誰にだってあると思うんだ。青春時代の甘酸っぱい幻想。例えば、夢は必ず叶うものだとかさ、「裏切られる」なんてことは絶対にないとかさ。でも、思うんだ。そういう幻想が一つ一つ壊されていく。望んでいたこととは裏腹な真実が世界を支配している。そういうの幻滅の積み重ねでひとは世界の有様を理解してく、大人になってく、って。

軍団にとってそういう経験の一欠けらが「大前茜」な訳です。
奴と出会うまでは「声優は顔じゃないよ」という幻想をにわかに信じていた。そういう時もあった。

奴とのファーストコンタクトは当然のことながらネギま!。ネギまのイベントDVDに声優の30秒紹介があるんだけど、その中で明らかに異質な奴がいるんですよ。なんというか直視できない。それが大前。

2ちゃんにはさ「君は大前茜に耐えることが出来るか!?」というスレがたってるしさ。まぁ、いくら声優は顔じゃないという論理を振りかざしても無理なもんは無理なんですよ…。

いままでアニメを見てきて声優のせいで、そのキャラそのものを嫌いになったって経験はなかったものだから、もはや生理的に椎名桜子を受け付けなくなっている自分を知ってそりゃ唖然としたさ。アニメだけじゃなくて、漫画読んでても桜小が出てくるとなんか目を背けるんだよ。もう……限界だよ…。

神はおっしゃった「なんか、こんな人がクラスにいたら確実に『四天王』て呼ばれる人だよね。」と。全くそのとおりだと思った。その後もネギまの数々のイベントに大前は参戦。大前のチアリーダー姿とかもはや、ダメージ限界突破としか思えない。一体どんな人間が大前のファンになるのだろう…。顔出してなんぼのネギま声優において大前は明らかに人選を誤ったとしかいいようがない。
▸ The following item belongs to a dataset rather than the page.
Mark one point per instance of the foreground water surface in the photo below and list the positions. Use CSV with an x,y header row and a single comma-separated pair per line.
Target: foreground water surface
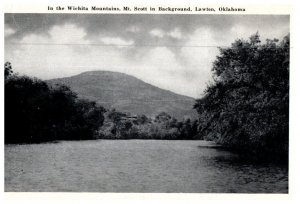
x,y
136,166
大麻帆良祭では「大前〜、限界だ〜〜!!」と叫ぼうとも思ったが、本物を目の前にしてしまうと人間、なにも出来ないものなのだなと。大前を通じて人生の辛酸、悲哀、空虚、無力、限界、あらゆるものを学んだ気がします。ある意味これ以上の社会勉強は無かったのかもしれない。それが良い経験だったのかどうかは別として。

最後に今まで誰にも言えなかった大前にまつわる秘密を一つ話して終わりにしたいと思います。
私が小学生のとき、クラスでいじめられてる女子がいた。理由は太っていて、ブサイクだからだ。そのうえ図々しい。かく言う私も彼女のことを快く思っていなかった人間の一人だ。
ある日の席替えで私は彼女と隣の席になってしまった。そこからが辛い経験の始まりだった。毎テスト時間ごとに彼女はテストをカンニングしてくる。「ちょっと、見せてよね!」と強引にされたこともあった。そりゃ、私も子どもでしたから正直、どこか遠くにでも引っ越しちまえよ!とか思ったりもした。
それから1,2年後、彼女は引っ越した。噂ではいじめが原因だったと言う。もう察しがついているかもしれないが、彼女の名前は「あかね」という。実は大前の顔を見るたび「誰かに似ている」と思っていたが、このことに気づいたのは大前を見てから少したってからだった。
だから、もしかしたら、大前は、あるいは…。信じる信じないは自由ですが、この私の経験自体は実話です、あぁ、はい…。